New long tail gemini surfactant in aqueous solution: Self-assembly, rheological properties and responsiveness to hydrocarbon

Abstract

Gemini surfactants are promising to replace conventional monomeric surfactants in various applications. In this paper, a new gemini surfactant with long unsaturated oleyl tails and bis(hydroxyethyl) ammonium head groups linked by butyl spacer was synthesized. Its critical micelle concentration in salt-free water (12 µM) is much lower than for its monomeric analog (220 µM). Without any additives this surfactant can form viscoelastic solutions with the viscosity of up to 1 kPa·s and elastic modulus of 15 Pa at the conditions, when the viscosity of the single-chained monomeric analog is close to that of pure water. These are one of the highest values reported so far for C18-tailed gemini surfactants without additives. The structure of the gemini surfactant solutions was studied by cryo-TEM and SAXS. Cryo-TEM revealed the presence of closed-looped micelles coexisting with linear wormlike micelles as well as the regular spacing between the micelles arising from strong electrostatic repulsion between them.
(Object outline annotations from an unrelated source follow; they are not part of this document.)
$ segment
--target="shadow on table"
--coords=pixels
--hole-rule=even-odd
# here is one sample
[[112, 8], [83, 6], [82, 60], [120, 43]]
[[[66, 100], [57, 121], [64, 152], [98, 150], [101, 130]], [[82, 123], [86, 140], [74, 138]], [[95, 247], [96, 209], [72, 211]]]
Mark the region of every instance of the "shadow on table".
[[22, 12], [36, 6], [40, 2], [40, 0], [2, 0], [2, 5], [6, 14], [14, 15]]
The SAXS curves were well-fitted by a form-factor of core–shell cylinder, which yielded the radius of the core and the thickness of the shell equal to 1.4 nm each. Addition of n-decane induced the drop of viscosity by 6 orders of magnitude accompanied by the transformation of wormlike micelles into microemulsion droplets with 4.4 nm radius. Such gemini surfactants providing high viscoelasticity to aqueous solution that is responsive to added hydrocarbon are promising for the application in oil recovery as thickeners of fracturing fluids that can be cleaned up without any breakers at the backflow of oil.